"In der Kunst geht es darum, etwas zu teilen. Man ist kein Künstler, wenn man nicht versucht, eine Erfahrung oder einen Gedanken zu teilen", bemerkte der britische Maler David Hockney einmal. Steht man nun in der Berliner Gemäldegalerie vor seinen vier riesenhaften Gemälden und ihrem wiederkehrenden Motiv, einer Baumgruppe im Wandel der Jahreszeiten, wird zunächst nicht ganz klar, was der mittlerweile 86-jährige, hochdekorierte Künstler mit seinem Zyklus vergegenwärtigen will.
Wie auch, hat man es mit der Landschaftsmalerei ja seit der Absage an neuzeitlich-idealisierte Kompositionen oder romantische Religionsallegorien mit einer meist eher mäßig bedeutungstragenden Form der Kunst zu tun.

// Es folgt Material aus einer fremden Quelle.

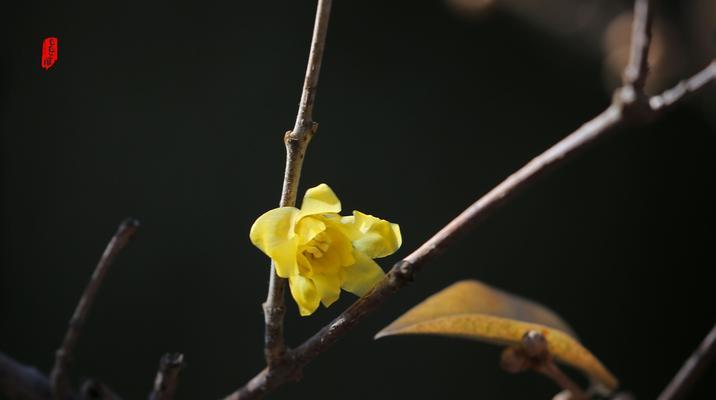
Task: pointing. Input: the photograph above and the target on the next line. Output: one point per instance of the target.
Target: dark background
(174, 113)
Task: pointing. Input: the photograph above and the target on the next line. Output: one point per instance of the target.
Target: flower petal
(360, 277)
(373, 236)
(304, 292)
(273, 233)
(320, 200)
(328, 287)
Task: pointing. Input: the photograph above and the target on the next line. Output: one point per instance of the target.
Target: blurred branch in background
(694, 367)
(165, 383)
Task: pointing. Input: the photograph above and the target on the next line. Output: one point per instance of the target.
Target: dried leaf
(473, 310)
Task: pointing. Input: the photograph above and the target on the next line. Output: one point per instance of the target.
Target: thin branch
(692, 369)
(20, 382)
(165, 383)
(616, 116)
(636, 70)
(296, 142)
(59, 378)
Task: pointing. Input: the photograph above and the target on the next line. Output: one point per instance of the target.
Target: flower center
(317, 246)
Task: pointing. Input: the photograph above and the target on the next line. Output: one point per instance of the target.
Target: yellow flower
(321, 252)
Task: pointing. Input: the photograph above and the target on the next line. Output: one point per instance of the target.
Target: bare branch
(692, 369)
(638, 66)
(59, 379)
(296, 143)
(167, 377)
(613, 118)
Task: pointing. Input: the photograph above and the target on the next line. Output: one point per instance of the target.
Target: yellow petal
(373, 236)
(328, 287)
(304, 292)
(307, 228)
(273, 233)
(360, 277)
(320, 200)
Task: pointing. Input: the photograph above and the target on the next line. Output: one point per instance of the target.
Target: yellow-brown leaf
(473, 310)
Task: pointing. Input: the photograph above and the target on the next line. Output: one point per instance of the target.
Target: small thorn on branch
(167, 376)
(93, 390)
(534, 354)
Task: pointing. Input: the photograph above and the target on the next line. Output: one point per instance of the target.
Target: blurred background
(174, 113)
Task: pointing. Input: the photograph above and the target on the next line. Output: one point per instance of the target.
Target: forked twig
(59, 378)
(165, 383)
(534, 354)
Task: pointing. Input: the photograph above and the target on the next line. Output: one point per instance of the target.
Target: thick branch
(692, 369)
(616, 116)
(20, 382)
(59, 379)
(638, 66)
(167, 376)
(296, 143)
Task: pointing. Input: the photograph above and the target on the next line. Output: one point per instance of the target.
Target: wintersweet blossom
(321, 252)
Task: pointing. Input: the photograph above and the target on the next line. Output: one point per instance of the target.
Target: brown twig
(534, 354)
(623, 111)
(692, 369)
(20, 382)
(296, 142)
(59, 379)
(165, 383)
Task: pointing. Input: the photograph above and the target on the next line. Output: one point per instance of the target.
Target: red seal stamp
(49, 52)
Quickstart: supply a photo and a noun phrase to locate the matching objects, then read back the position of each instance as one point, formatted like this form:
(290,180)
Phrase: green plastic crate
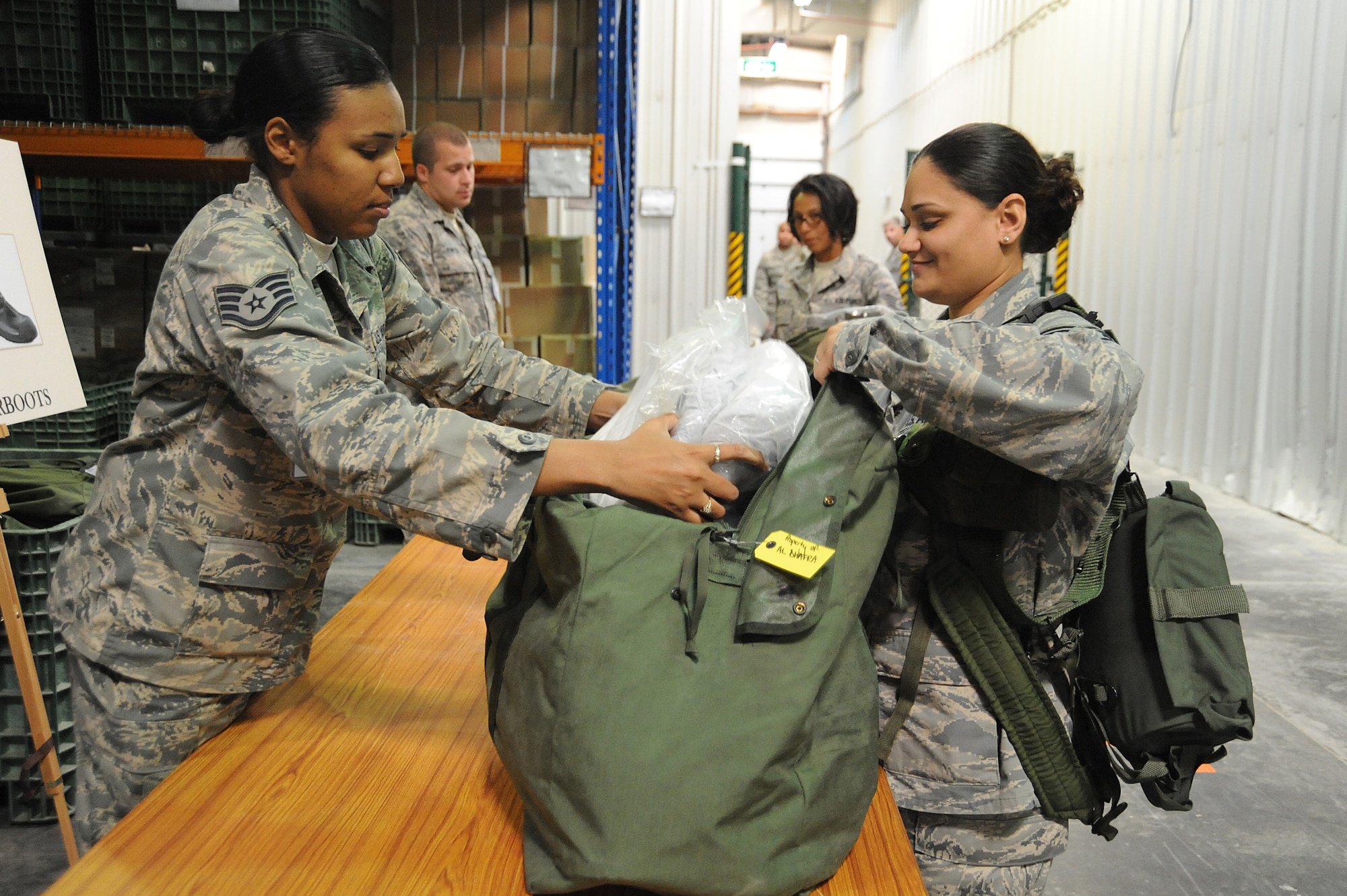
(41,61)
(14,720)
(154,58)
(41,809)
(95,425)
(126,409)
(162,207)
(33,555)
(53,666)
(72,203)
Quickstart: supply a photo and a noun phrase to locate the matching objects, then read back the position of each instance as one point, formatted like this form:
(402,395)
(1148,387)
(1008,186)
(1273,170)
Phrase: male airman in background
(428,228)
(774,263)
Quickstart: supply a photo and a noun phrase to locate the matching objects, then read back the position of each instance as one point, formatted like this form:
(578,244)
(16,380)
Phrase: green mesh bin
(41,62)
(95,425)
(154,57)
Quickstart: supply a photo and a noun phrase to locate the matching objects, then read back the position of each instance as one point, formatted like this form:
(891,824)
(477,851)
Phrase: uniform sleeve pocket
(239,563)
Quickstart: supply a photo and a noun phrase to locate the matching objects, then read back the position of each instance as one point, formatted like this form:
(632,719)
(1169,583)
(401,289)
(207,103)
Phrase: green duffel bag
(685,718)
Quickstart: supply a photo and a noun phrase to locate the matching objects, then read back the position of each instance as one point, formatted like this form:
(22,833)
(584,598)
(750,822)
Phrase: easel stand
(18,633)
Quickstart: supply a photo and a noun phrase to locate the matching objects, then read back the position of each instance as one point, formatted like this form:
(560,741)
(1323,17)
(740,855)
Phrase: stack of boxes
(548,281)
(499,65)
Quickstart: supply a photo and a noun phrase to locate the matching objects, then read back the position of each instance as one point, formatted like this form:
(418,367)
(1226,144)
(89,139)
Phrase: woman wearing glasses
(834,276)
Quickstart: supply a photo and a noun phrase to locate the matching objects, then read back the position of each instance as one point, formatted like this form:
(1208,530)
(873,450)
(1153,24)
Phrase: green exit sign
(758,67)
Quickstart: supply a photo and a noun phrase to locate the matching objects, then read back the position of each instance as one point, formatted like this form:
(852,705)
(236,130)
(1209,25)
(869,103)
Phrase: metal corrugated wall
(688,113)
(1214,232)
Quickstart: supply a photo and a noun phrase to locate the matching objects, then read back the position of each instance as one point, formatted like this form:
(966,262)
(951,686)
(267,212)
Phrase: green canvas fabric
(678,716)
(46,493)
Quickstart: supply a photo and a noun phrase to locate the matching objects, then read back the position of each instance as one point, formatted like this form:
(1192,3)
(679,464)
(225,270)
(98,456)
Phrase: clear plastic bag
(723,389)
(767,412)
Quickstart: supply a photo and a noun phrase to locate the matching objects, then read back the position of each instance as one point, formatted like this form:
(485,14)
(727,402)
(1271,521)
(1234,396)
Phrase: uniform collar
(354,256)
(843,268)
(1006,303)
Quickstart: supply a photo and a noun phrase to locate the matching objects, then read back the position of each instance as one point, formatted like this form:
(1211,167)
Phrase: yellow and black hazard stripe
(1059,279)
(735,269)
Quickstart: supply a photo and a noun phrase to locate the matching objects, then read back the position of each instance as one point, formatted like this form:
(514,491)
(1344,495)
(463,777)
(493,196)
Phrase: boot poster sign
(37,373)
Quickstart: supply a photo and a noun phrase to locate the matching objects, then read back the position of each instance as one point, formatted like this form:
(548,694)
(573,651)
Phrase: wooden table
(374,773)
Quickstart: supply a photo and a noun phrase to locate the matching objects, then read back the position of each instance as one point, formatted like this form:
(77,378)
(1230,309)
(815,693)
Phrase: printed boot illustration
(14,326)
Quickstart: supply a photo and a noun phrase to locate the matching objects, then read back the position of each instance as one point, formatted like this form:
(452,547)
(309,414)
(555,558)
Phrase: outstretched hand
(824,354)
(676,477)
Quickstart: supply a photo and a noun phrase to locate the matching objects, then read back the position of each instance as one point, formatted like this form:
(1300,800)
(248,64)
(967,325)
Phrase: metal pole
(736,280)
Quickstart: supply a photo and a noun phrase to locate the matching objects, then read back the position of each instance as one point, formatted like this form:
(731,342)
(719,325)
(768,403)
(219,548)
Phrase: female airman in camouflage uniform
(833,275)
(195,578)
(1058,404)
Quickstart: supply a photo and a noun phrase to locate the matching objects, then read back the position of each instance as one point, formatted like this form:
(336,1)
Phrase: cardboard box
(591,256)
(587,22)
(533,311)
(550,116)
(461,71)
(523,345)
(585,116)
(587,73)
(552,73)
(504,69)
(507,256)
(465,113)
(556,261)
(499,210)
(507,116)
(460,22)
(498,199)
(506,22)
(538,223)
(568,350)
(554,22)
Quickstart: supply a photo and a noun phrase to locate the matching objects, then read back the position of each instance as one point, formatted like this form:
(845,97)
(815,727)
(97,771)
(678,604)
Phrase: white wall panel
(686,118)
(1214,232)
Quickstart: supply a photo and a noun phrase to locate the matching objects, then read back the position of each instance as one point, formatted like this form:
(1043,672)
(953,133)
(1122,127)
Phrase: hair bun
(1063,184)
(211,116)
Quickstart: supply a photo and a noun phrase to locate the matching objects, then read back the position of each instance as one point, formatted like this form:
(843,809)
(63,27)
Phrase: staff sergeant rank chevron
(255,307)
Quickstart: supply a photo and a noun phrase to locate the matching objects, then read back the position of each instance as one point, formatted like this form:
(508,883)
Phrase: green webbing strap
(692,591)
(1092,568)
(999,666)
(1198,603)
(909,681)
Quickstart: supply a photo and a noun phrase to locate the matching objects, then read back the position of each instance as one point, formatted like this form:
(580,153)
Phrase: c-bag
(680,716)
(1163,680)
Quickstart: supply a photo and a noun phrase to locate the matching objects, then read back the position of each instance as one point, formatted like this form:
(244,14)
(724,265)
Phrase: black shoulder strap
(1059,302)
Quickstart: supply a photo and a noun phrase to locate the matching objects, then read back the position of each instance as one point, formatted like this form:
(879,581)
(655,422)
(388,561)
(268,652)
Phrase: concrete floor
(1270,821)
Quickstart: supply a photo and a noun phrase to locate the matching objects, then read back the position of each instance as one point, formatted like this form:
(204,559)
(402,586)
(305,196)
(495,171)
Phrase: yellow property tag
(794,555)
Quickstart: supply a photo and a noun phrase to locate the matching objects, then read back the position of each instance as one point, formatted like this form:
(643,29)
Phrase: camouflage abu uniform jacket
(773,267)
(201,559)
(1057,404)
(857,280)
(447,256)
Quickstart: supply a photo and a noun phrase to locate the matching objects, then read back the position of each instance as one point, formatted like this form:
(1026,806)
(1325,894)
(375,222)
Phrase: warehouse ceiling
(817,24)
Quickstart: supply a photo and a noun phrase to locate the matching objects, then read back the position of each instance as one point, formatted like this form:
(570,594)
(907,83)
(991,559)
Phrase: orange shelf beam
(135,151)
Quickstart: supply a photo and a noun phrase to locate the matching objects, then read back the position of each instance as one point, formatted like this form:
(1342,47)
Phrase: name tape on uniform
(794,555)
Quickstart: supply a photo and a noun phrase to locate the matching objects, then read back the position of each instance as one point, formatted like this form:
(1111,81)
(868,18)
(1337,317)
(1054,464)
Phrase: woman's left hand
(610,403)
(824,355)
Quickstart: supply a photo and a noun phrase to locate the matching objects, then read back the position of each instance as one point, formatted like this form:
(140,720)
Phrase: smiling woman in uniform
(1049,394)
(196,575)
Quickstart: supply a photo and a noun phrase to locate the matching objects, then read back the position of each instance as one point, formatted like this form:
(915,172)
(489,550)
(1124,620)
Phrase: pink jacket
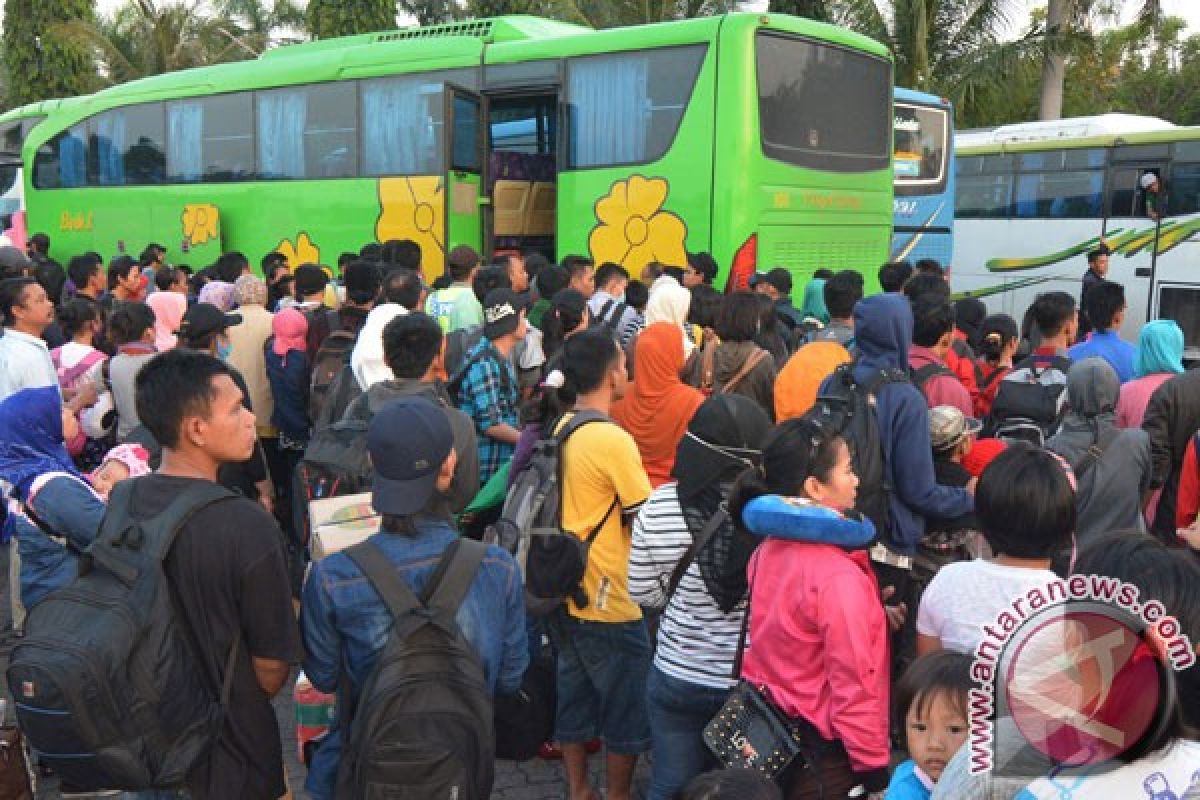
(820,643)
(1135,397)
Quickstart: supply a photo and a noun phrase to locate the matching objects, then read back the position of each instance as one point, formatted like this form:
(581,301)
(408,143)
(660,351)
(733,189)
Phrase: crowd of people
(738,529)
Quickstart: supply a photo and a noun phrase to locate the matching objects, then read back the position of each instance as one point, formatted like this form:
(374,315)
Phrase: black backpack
(335,463)
(849,407)
(531,524)
(107,681)
(330,362)
(1026,408)
(423,725)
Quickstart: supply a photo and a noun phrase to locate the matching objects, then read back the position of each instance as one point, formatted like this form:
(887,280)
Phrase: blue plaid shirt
(490,397)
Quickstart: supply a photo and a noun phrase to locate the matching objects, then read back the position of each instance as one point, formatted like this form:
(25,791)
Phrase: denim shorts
(601,683)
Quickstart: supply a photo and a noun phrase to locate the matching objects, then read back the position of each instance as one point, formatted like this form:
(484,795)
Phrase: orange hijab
(658,407)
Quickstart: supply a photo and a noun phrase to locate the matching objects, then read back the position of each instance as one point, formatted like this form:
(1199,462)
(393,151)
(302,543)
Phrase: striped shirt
(697,641)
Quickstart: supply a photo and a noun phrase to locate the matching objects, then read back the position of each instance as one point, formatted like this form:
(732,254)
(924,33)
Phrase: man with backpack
(485,386)
(604,653)
(417,629)
(1032,398)
(931,336)
(607,306)
(185,620)
(456,306)
(413,348)
(886,422)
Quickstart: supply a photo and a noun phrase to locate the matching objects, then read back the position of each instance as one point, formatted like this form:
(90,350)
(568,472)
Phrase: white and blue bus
(924,178)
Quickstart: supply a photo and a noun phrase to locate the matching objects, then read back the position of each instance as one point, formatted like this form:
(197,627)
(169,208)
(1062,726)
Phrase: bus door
(1127,216)
(466,130)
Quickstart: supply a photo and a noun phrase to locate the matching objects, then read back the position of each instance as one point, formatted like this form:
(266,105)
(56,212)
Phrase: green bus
(763,139)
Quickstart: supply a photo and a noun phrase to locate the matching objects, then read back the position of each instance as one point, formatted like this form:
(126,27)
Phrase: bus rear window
(823,107)
(921,152)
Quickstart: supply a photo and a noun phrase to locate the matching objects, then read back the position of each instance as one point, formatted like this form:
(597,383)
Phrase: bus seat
(510,208)
(541,212)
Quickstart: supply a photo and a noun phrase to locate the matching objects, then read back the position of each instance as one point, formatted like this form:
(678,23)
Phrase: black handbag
(750,733)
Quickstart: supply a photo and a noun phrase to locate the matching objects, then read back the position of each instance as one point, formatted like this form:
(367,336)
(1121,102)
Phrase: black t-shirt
(231,578)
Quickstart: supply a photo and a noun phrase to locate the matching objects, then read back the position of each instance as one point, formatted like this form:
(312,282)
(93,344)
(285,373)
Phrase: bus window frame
(928,186)
(565,138)
(834,162)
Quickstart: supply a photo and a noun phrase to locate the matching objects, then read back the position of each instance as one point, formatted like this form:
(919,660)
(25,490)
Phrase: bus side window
(1185,190)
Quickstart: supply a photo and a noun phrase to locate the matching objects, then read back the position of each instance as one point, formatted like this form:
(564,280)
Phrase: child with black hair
(1025,503)
(931,705)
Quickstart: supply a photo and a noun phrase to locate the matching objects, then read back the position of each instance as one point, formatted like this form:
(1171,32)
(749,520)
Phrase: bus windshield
(921,151)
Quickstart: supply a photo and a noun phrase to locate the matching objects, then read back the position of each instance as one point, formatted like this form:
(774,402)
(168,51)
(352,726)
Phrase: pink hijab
(291,331)
(168,310)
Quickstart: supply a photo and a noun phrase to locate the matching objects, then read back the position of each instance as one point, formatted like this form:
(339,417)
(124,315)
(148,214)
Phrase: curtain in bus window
(282,116)
(399,133)
(610,109)
(109,133)
(72,158)
(185,154)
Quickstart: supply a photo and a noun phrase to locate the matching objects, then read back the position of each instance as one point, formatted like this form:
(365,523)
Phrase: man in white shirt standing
(24,359)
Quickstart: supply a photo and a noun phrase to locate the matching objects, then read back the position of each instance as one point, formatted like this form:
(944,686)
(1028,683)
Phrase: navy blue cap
(408,440)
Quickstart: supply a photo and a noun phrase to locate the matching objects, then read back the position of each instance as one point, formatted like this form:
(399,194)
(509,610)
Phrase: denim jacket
(71,510)
(346,625)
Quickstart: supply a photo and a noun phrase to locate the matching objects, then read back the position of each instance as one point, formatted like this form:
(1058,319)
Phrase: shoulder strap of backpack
(450,583)
(118,531)
(748,366)
(697,543)
(382,573)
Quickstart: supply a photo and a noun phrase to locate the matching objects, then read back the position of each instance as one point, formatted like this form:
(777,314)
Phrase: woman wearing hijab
(1111,465)
(287,368)
(168,310)
(699,632)
(669,302)
(1159,359)
(34,461)
(658,405)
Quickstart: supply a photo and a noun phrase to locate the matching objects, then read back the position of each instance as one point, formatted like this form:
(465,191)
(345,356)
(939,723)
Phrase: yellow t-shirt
(600,462)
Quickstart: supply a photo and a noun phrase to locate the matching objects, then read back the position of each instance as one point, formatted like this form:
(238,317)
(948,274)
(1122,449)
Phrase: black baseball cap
(204,318)
(502,312)
(778,277)
(408,441)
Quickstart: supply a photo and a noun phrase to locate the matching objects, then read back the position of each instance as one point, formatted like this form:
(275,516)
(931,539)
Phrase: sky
(1188,10)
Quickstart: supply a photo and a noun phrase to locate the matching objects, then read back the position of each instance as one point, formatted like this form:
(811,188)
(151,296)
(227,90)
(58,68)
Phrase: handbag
(750,732)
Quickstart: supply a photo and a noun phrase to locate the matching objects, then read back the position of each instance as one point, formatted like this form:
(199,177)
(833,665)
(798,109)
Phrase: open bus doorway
(522,172)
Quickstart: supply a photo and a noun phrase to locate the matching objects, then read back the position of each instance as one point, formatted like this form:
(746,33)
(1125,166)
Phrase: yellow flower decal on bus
(414,208)
(634,229)
(202,222)
(303,251)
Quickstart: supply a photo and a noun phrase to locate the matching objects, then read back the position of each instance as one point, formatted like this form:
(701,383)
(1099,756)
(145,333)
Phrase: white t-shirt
(966,595)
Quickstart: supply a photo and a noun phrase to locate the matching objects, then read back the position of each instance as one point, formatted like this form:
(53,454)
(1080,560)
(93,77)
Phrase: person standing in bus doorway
(1097,272)
(1152,194)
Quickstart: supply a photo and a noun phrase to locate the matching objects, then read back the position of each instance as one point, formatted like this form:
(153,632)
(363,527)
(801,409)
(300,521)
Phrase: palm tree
(261,23)
(144,38)
(1062,18)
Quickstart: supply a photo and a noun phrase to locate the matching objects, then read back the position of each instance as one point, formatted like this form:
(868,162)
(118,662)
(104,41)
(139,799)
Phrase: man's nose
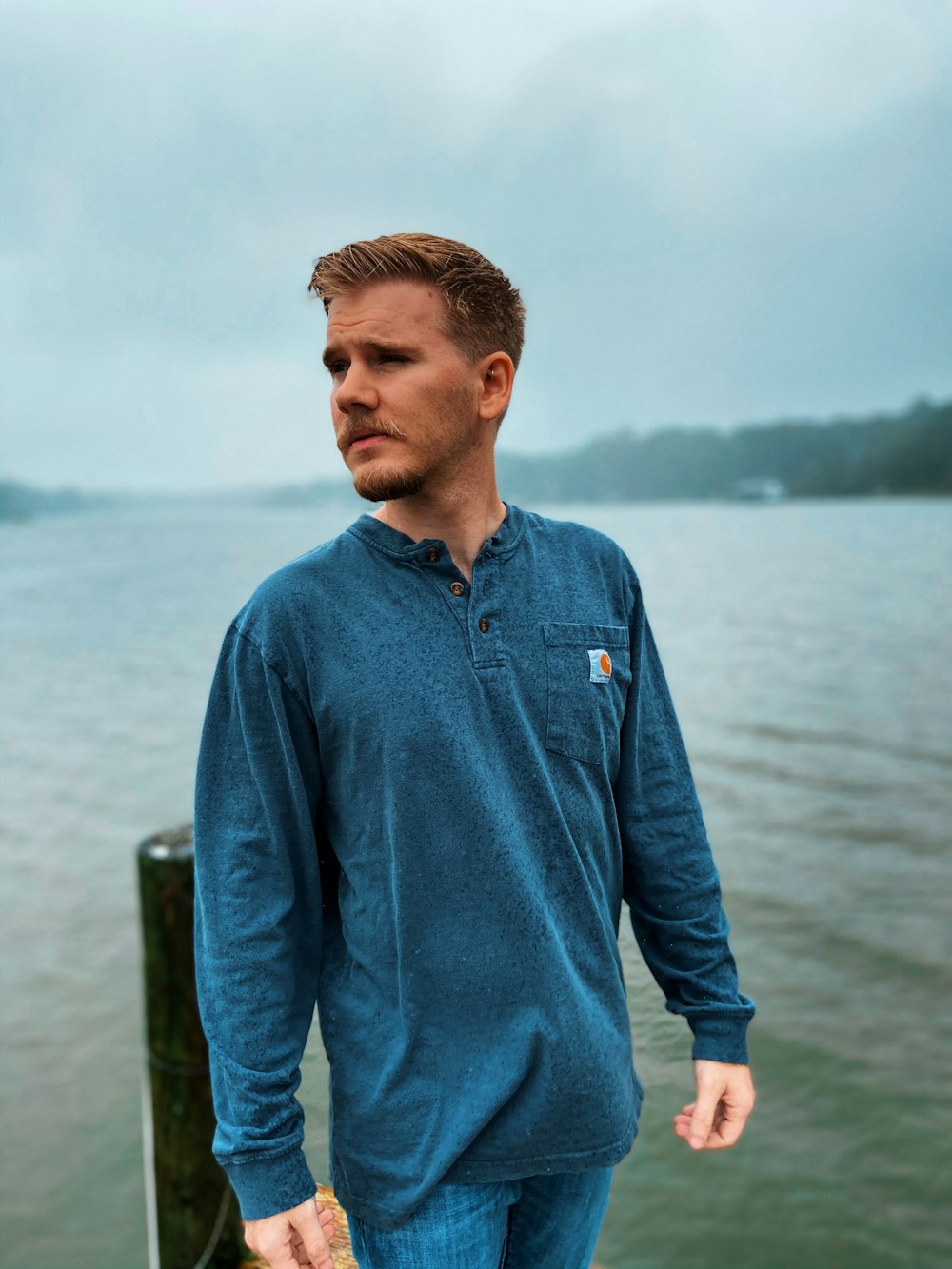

Der Faszination für die aktuell in der Wandelhalle der Gemäldegalerie gezeigten großformatigen Arbeiten des Briten tut das jedoch keinen Abbruch – gerade ihr strahlender und doch maßvoller, in sich gekehrter Charakter scheint ihre Anziehungskraft auszumachen.
Es ist nicht ganz einfach zu beschreiben, was Hockneys Jahreszeitenzyklus "Three Trees near Thixendale" so bemerkenswert macht. Drei Bäume inmitten eines Kornfeldes in seiner Heimat Yorkshire, weit ausladende Kronen, begrüntes Geäst, im Hintergrund die hügelige Einöde der nördlichen Pampa Englands, satte Farben, verschiedene Lichtstimmungen, das scheint zunächst gar nicht so besonders. Und doch geht von den Gemälden ein eigenartiger Reiz aus. Bezeichnend ist ihr stilistischer Schwebezustand – ein Balancieren zwischen klar zeitgenössischer Ausführung und historischen Zitaten.
Im Geist der Impressionisten
Hockneys Bildsprache negiert die künstlerischen Prinzipien und Formen der Landschaftsmalerei der letzten Jahrhunderte nicht – im Gegenteil, er trägt ihnen Rechnung, studierte über Jahre hinweg akribisch historische Vorbilder, malt im Geiste der Impressionisten teils "plein air", also draußen im Freien. Auch die Serialität des Motivs übernahm der Künstler aus dem Fundus impressionistischer Arbeitsweisen. Der 86-Jährige zitiert außerdem gern Vincent van Gogh, sein großes Vorbild.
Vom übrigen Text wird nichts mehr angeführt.